Observations based on the considered drilling fluids and simulation setup revealed that:
The model’s predictions were inconsistent compared with each other.
As the flow rates increased to approximately 200–300 lpm, surging speeds in the deviated well filled with 90:10 OBM showed an increasing trend, whereas in 80:20 OBM, the surging speed showed a decreasing trend. On the other hand, in both fluid systems, the surging speeds decreased when the flow rate increased above 300 lpm. Even though the trends in surge speeds for the three models’ predictions seemed similar, the values were quite different.
Regarding rheology fluid descriptions, the RS model showed a lower error deviation. However, the swab and surge percentile deviation from the BP was lower than the RS with PL. The swab and surge predictions with the three models varied in the different well trajectories filled with fluids of different densities and viscosities.
It was difficult to conclude the accuracy of the hydraulics model prediction based on how the model accurately described the fluid rheological properties.
A general model that considers all physical processes and fluid properties is presently unavailable. It is, therefore, vital to calibrate models with a real-time measured dataset that considers bulk effects in the wellbore.
Hydraulics data measured in the North Sea oil field were compared with a hydraulic model by Lohne et al. in 2008 [
40]. The comparison results revealed a difference between the measured and modeled values. This comparison demonstrated that the model was unable to predict the measurement. The model’s parameters, including density, friction factor, and well path, were all ambiguous. Lohne et al. incorporated a calibration factor and set the friction factor value to only one because the model did not fully represent the physics. The authors created a dynamic calibration factor based on the collected data to calibrate the annulus and drill string pressure. Jeyhun et al. (2016) [
27] deployed five hydraulic models on both laboratory and field data in a separate study; they discovered that the predictions derived from these models were inconsistent. For instance, the Herschel–Bulkley model may correctly forecast the hydraulics of fluid A in a pipe or annulus, whereas for fluid type B, Robertson–Stiff models could work better than the others. This suggests that no universal solution can anticipate a fluid’s hydraulics in a wellbore due to the variable fluid flow and pipe movements in and out of the well.
For calibration of the hydraulics model, the accuracy of the measurement was also a critical factor. For this, Lohne et al. (2008) [
40], Reeves et al. (2006) [
28], and Christopher et al. (2020) [
29] identified that the high-speed telemetry system, WDP, plays a significant role in terms of providing a higher rate of data transmission with less noise. Moreover, unlike measurement while drilling (MWD) sensors, Michael (2003) demonstrated that WDP telemetry performs continuous measurements of downhole pressure with low or zero drilling fluid flow rate conditions, [
41]. The argument for data-driven-based modeling is that the measured data include all possible factors contributing to swab and surge impacts.
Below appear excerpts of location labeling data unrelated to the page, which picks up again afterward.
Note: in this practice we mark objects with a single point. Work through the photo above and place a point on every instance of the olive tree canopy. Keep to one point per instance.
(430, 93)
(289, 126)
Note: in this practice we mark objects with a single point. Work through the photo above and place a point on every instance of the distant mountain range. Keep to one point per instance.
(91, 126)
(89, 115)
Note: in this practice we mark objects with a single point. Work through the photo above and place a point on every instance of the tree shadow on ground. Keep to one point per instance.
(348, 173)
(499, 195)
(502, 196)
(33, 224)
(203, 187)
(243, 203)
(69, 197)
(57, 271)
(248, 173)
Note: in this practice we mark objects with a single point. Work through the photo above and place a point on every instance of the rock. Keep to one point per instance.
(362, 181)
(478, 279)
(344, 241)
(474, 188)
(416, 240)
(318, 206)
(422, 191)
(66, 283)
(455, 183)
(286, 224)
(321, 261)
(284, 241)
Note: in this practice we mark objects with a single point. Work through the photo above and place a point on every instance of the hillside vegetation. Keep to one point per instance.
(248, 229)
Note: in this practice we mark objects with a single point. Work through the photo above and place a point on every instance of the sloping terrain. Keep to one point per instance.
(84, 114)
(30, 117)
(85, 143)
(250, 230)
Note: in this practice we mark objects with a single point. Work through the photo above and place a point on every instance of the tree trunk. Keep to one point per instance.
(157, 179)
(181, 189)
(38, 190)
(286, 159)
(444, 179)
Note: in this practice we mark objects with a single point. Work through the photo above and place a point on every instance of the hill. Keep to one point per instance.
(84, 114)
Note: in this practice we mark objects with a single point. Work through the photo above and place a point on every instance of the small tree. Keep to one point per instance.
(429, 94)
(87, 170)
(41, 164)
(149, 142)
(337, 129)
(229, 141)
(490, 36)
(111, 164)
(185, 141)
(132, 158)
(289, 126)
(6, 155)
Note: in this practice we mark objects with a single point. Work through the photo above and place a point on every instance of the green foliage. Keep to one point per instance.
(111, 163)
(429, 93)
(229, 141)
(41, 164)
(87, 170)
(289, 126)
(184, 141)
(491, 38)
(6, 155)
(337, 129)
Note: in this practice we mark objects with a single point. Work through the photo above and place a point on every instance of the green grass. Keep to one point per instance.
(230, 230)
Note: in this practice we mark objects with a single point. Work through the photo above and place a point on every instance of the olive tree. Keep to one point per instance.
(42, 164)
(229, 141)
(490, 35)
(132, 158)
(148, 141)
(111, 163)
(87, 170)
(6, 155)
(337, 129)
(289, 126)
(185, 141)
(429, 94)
Wired pipe technology enables high-quality and rapid data transfer. Moreover, knowing which physics-based modeling perfectly predicts the swab surge model as consistently and accurately as possible is difficult.
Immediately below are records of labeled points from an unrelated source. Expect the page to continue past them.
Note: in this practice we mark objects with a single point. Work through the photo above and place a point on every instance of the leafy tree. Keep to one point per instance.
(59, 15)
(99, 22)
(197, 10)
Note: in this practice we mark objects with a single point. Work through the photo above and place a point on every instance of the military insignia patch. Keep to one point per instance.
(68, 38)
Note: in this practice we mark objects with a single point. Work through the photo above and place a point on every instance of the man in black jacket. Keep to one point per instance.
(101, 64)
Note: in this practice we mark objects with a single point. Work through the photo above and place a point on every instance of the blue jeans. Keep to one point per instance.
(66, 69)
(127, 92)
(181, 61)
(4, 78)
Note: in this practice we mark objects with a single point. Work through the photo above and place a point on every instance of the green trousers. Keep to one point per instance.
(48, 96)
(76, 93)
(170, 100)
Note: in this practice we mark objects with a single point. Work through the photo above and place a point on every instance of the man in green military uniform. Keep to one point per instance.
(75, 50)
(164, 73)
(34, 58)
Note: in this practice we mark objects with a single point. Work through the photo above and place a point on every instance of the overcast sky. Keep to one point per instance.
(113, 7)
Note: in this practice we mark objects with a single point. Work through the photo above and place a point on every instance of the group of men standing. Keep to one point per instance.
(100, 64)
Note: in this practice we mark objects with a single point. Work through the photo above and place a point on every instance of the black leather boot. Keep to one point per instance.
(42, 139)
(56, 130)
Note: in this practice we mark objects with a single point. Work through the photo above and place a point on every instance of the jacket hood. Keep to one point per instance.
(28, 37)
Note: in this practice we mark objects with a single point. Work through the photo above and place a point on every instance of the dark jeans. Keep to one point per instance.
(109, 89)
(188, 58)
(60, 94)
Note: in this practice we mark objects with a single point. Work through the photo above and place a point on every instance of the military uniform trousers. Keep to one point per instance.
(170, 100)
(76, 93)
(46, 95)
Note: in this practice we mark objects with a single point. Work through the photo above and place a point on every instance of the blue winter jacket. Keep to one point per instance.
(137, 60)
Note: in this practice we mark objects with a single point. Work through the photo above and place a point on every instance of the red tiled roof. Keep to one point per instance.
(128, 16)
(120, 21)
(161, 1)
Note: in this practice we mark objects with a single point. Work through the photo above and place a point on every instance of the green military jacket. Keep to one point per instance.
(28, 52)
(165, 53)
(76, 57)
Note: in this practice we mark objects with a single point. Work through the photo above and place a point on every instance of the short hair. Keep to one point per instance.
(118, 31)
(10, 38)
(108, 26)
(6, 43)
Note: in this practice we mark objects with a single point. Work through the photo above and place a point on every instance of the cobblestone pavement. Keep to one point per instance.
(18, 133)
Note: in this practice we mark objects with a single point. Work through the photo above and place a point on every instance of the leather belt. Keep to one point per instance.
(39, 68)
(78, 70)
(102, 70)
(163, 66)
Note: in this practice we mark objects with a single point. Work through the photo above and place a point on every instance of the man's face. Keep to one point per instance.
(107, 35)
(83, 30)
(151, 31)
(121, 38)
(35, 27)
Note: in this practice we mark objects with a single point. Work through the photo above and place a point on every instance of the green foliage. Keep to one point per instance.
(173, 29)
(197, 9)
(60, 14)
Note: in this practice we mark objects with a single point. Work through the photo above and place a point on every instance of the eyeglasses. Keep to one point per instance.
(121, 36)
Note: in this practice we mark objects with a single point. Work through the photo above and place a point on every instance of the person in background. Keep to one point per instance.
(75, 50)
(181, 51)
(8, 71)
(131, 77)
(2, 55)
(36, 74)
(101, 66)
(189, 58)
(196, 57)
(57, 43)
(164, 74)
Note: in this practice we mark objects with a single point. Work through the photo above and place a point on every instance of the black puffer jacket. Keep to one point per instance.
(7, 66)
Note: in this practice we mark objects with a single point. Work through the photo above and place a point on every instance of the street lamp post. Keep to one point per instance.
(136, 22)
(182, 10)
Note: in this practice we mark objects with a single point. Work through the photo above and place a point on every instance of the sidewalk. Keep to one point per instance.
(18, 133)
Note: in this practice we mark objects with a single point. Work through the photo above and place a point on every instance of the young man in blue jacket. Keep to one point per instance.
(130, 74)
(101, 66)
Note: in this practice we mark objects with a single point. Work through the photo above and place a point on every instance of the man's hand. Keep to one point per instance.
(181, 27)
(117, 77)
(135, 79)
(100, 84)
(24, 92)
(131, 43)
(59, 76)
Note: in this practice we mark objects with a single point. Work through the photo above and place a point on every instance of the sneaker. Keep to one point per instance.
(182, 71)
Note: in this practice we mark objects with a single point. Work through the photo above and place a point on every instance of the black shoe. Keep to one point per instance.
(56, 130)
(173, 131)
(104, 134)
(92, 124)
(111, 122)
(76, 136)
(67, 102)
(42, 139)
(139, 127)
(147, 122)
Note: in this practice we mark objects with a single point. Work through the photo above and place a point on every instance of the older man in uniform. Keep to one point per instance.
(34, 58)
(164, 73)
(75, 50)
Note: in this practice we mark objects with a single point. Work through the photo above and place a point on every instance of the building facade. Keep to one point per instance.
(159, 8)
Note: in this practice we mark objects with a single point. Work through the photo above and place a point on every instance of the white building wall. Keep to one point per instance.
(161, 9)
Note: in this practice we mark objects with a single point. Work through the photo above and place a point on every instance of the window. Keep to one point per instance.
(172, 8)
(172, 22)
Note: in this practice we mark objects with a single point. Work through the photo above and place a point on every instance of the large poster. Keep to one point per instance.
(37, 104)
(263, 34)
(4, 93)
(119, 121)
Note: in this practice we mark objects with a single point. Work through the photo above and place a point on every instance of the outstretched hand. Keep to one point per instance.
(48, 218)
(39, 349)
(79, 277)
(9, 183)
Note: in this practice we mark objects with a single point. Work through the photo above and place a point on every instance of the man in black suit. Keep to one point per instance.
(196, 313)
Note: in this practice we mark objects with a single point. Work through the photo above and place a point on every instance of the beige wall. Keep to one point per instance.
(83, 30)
Therefore, the applicability of the selected ML models (ANN and RF) was first employed on the physics-based generated synthetic data. The results show that the ML perfectly correlated with the dataset.
The performance of the six ML algorithms implemented on unfiltered WPD tripping-out field datasets showed relatively accurate predictions on both the training and test datasets. However, after applying an exponential smoothing filter on the same field data, the models demonstrated excellent performance.